The December 2012 Autumn Statement reported that the Government believes that public sector expenditure reductions will need to continue until at least 2017/18 which is a further three years of funding reductions beyond the current comprehensive review period to March 2015.

Drastic cuts to Formula Grants, a major source of government funding to councils, worth almost £1.2bn this year. This is much worse than the £0.2bn outlined in the Spending Review 2010. Comparing 2012/13 Formula Grant with next year’s cash equivalent, reveals that the cut averages out at 8.4%.

The government’s 2010 Spending Review already meant that for every £100 in Formula Grant that was paid to councils in 2010/11 just £73.60 would be paid in 2013/14. The recent settlement announced by Eric Pickles now reduces that to just £68.60.

Local Government already faces a reduction of 28 per cent in Formula Grant by 2014/15. Spending Review 2010 cut Formula Grant – the main grant to local authorities – by £3bn; £1.6bn; £0.2bn and £1.3bn in the years 2011/12 to 2014/15.” It is estimated that Government funding to local government will have reduced by a further 40% by 2017/18.

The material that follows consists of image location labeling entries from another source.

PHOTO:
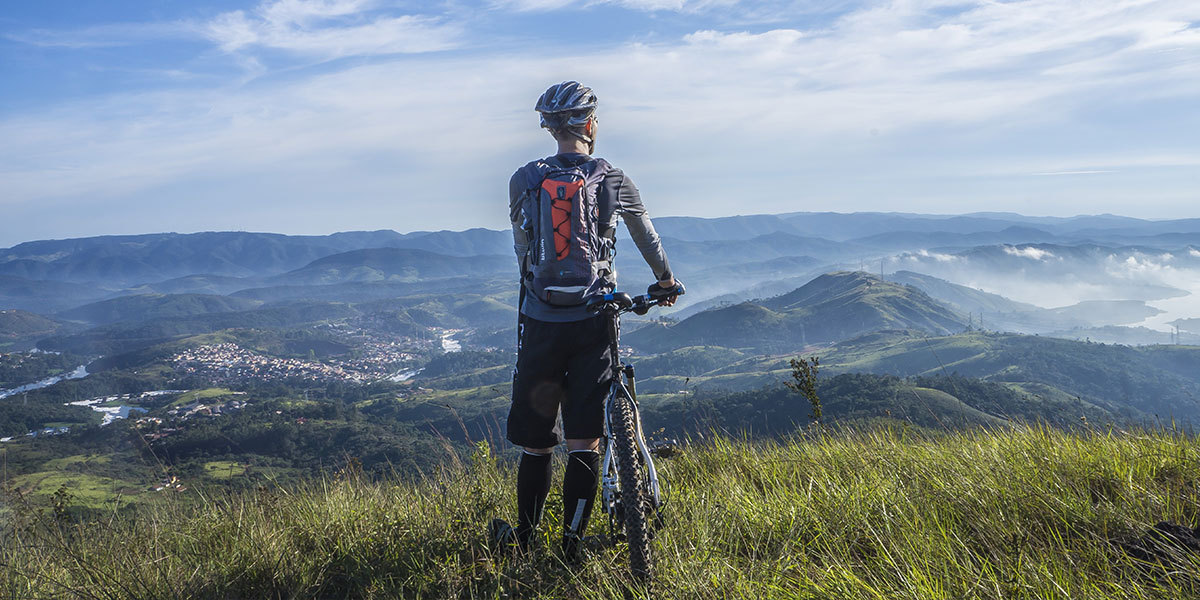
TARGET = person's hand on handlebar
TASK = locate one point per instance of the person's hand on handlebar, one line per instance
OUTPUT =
(666, 291)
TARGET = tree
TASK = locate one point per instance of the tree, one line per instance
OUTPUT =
(804, 382)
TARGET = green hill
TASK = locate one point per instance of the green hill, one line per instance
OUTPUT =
(156, 306)
(1135, 382)
(832, 307)
(15, 324)
(893, 514)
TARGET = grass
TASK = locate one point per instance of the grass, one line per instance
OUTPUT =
(1029, 513)
(223, 469)
(192, 396)
(87, 490)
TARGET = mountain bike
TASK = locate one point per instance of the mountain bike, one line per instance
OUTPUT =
(630, 493)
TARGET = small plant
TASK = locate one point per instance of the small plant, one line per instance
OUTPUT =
(804, 382)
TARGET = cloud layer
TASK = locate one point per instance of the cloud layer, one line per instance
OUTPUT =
(375, 108)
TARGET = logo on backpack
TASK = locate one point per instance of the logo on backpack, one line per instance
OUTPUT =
(568, 253)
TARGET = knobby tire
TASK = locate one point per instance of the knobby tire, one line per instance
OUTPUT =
(633, 493)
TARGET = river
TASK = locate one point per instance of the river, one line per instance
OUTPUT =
(78, 373)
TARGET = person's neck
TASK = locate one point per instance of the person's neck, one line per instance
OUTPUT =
(573, 145)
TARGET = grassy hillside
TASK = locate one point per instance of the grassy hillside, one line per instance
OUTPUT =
(983, 515)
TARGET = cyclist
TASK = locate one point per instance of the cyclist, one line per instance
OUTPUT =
(563, 360)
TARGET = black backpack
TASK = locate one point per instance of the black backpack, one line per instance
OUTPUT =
(569, 256)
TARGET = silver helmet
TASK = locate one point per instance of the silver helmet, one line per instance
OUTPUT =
(568, 106)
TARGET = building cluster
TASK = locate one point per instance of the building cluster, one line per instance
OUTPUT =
(210, 409)
(222, 363)
(377, 359)
(231, 363)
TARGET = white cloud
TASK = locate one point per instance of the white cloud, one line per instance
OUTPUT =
(330, 29)
(778, 106)
(105, 36)
(637, 5)
(1031, 252)
(918, 256)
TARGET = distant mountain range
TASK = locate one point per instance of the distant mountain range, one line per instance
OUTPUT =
(1083, 273)
(831, 307)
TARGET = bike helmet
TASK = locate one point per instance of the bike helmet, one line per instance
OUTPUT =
(568, 106)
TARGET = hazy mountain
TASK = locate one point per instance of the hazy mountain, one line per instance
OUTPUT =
(391, 265)
(894, 241)
(831, 307)
(199, 283)
(17, 324)
(1163, 381)
(357, 292)
(45, 297)
(123, 261)
(156, 306)
(960, 297)
(1116, 312)
(127, 336)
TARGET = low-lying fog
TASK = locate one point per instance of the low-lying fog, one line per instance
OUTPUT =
(1059, 276)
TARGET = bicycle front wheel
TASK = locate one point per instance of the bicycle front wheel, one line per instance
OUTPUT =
(633, 495)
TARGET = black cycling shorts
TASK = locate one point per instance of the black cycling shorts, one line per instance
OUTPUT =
(561, 366)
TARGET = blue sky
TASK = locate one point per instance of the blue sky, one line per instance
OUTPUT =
(322, 115)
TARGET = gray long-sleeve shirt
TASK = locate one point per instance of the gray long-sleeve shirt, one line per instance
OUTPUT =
(617, 196)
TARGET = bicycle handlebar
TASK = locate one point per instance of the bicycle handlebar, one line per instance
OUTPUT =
(621, 303)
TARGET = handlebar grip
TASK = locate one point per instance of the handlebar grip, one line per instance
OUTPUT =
(618, 300)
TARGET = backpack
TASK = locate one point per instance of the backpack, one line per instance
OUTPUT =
(569, 256)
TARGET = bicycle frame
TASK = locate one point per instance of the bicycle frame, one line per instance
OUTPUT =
(610, 491)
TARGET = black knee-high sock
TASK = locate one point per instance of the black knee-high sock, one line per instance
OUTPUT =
(533, 485)
(580, 490)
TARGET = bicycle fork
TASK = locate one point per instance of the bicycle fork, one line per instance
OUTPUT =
(610, 490)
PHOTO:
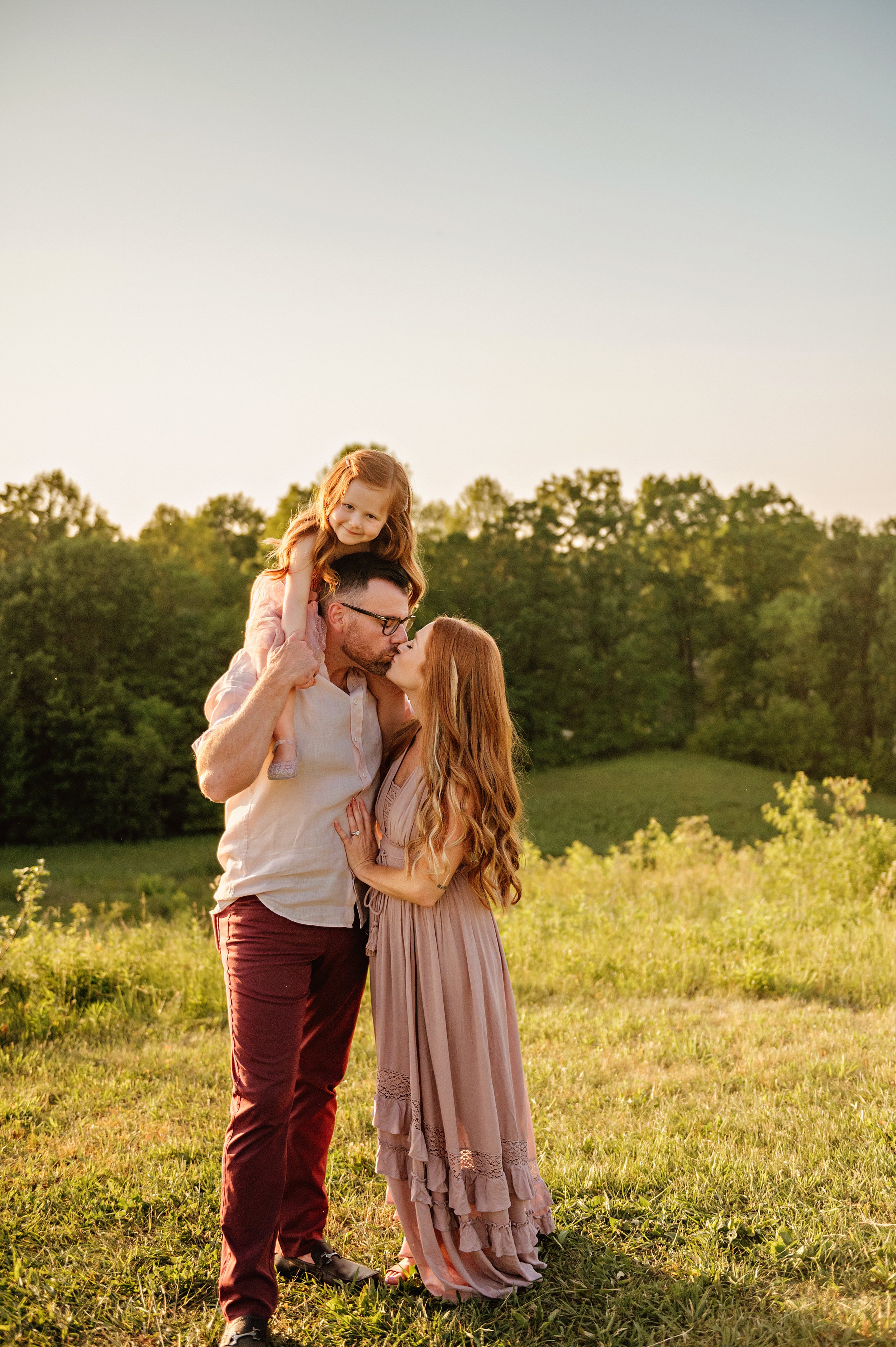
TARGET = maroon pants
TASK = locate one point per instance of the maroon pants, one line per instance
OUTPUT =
(293, 1001)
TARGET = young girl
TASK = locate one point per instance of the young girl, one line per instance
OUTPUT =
(364, 504)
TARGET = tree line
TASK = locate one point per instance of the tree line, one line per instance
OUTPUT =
(738, 626)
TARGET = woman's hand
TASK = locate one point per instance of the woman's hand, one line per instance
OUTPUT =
(359, 843)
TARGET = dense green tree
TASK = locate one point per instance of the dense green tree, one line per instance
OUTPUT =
(739, 626)
(46, 508)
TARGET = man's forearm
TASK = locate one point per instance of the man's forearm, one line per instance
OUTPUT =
(232, 755)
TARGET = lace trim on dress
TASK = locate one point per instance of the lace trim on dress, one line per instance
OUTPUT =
(392, 1085)
(389, 801)
(480, 1162)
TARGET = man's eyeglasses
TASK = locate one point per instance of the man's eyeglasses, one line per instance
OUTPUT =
(390, 624)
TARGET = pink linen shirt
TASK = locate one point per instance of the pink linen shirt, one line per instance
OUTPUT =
(280, 843)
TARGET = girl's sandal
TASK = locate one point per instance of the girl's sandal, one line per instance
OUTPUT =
(283, 771)
(399, 1272)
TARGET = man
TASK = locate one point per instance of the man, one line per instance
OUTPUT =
(287, 927)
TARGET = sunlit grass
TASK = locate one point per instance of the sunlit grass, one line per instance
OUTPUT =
(711, 1044)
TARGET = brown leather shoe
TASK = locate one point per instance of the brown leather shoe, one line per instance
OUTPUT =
(244, 1333)
(328, 1267)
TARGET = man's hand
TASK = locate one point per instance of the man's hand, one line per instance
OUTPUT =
(293, 665)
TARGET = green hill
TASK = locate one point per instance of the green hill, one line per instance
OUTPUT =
(604, 803)
(599, 803)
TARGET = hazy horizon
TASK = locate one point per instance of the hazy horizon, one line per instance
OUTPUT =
(499, 239)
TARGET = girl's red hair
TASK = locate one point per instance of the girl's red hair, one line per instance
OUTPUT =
(395, 539)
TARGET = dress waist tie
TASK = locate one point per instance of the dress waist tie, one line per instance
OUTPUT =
(394, 856)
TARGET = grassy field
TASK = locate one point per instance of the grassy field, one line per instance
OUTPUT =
(603, 803)
(711, 1043)
(600, 805)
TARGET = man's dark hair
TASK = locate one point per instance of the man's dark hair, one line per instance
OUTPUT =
(359, 569)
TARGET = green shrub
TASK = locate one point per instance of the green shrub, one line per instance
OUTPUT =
(810, 914)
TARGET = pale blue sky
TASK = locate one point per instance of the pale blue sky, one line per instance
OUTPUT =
(500, 238)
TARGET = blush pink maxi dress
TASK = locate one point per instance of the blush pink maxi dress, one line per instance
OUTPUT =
(452, 1109)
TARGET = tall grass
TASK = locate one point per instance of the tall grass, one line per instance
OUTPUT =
(810, 914)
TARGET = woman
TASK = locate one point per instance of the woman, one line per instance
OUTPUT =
(452, 1110)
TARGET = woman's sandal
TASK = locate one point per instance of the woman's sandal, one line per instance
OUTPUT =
(399, 1272)
(283, 771)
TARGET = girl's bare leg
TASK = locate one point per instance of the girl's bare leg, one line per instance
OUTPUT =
(296, 608)
(283, 764)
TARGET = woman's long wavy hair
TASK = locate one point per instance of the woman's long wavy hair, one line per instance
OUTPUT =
(468, 751)
(395, 541)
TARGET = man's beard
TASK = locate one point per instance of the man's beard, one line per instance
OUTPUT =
(381, 665)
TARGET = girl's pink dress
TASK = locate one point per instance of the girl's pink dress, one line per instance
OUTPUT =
(264, 626)
(452, 1109)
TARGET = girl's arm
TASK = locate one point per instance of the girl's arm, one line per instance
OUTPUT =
(421, 888)
(298, 585)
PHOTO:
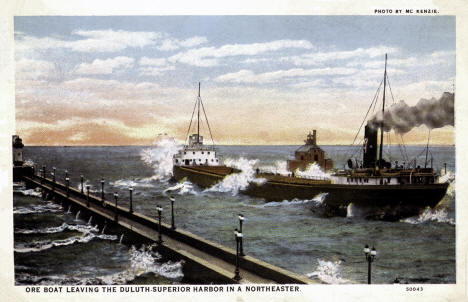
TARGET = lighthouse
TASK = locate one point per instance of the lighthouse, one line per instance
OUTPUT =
(17, 151)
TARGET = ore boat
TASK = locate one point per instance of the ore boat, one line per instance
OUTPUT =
(391, 191)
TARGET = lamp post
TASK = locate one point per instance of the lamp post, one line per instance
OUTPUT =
(67, 180)
(172, 199)
(241, 247)
(159, 225)
(102, 190)
(130, 190)
(370, 256)
(237, 235)
(53, 180)
(87, 196)
(116, 196)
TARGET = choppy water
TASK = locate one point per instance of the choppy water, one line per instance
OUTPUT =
(53, 247)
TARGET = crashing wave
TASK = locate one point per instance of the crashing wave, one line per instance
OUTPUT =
(29, 192)
(182, 188)
(64, 226)
(238, 181)
(38, 246)
(280, 167)
(329, 272)
(42, 208)
(144, 261)
(160, 157)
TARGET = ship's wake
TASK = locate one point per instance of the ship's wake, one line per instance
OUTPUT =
(317, 201)
(159, 157)
(135, 183)
(237, 182)
(313, 171)
(431, 215)
(328, 272)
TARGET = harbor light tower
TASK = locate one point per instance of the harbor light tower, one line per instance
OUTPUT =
(17, 151)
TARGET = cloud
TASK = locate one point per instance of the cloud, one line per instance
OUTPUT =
(322, 57)
(91, 41)
(153, 61)
(174, 44)
(248, 76)
(107, 66)
(155, 71)
(30, 69)
(209, 56)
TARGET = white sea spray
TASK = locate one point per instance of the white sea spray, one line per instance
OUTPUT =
(236, 182)
(160, 156)
(329, 272)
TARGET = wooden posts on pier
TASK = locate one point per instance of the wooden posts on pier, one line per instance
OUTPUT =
(116, 196)
(102, 190)
(160, 241)
(131, 199)
(237, 236)
(87, 196)
(172, 199)
(241, 248)
(67, 180)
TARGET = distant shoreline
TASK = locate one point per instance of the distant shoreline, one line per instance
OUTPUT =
(336, 145)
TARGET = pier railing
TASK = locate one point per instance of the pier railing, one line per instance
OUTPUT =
(248, 263)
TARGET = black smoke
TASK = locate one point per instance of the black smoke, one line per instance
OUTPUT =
(433, 113)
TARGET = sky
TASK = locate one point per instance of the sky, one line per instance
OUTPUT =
(264, 79)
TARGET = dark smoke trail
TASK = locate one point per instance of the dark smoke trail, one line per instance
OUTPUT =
(433, 113)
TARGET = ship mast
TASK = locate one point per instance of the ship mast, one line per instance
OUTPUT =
(383, 115)
(198, 121)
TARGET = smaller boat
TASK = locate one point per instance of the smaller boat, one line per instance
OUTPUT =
(309, 154)
(197, 160)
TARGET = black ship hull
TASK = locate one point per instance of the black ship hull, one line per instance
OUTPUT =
(410, 198)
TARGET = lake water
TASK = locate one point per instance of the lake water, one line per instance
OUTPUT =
(56, 247)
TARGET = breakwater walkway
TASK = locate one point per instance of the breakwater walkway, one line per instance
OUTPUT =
(215, 262)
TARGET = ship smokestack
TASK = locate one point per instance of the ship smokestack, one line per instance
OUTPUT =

In the Northern Region, the public sector provides significant employment with 1 in 3 people directly employed within it. The latest public sector employment figures from the Office of National Statistics (ONS) show that two years into the Coalition government (Quarter 2 2010 and Quarter 1 2012) the North East has already lost 27,000 public sector workers. This situation, in an area with an employment rate of over 9.1%, the highest in the country, means that families face increasing difficulties supporting themselves and there has been an increasing reliance on food banks to supply the basics that families need to survive.

And women in the North East have a higher than average dependency on public sector employment. Nationally 40% of working women are employed in the sector compared to only 11% of men. In the North East nearly half of women who are working are employed in the public sector (46%) and two in three of public sector jobs are done by women. Women in the North East are therefore going to be even harder hit than men by the cuts in the public sector in terms of jobs, pay freezes and pensions.

Conference, the Northern Region is concerned that cuts in funding to Local Government is also having a negative impact through the growing regional differences in the allocation of public funds. The way that public funds are being redistributed in England is adding to deprivation, widening social and regional disadvantage and creating social division.

Conference believes that these, and further, reductions in grants have not been or will be equitable, resulting in huge regional differences in the allocation of public funding.

Conference calls on the Local Government Service Group to

1)Campaign to change the funding formula to ensure equity in the grant allocation.

2)Develop a clear alternative strategy that demonstrates the need for investment in the public sector as a means to generate jobs and growth.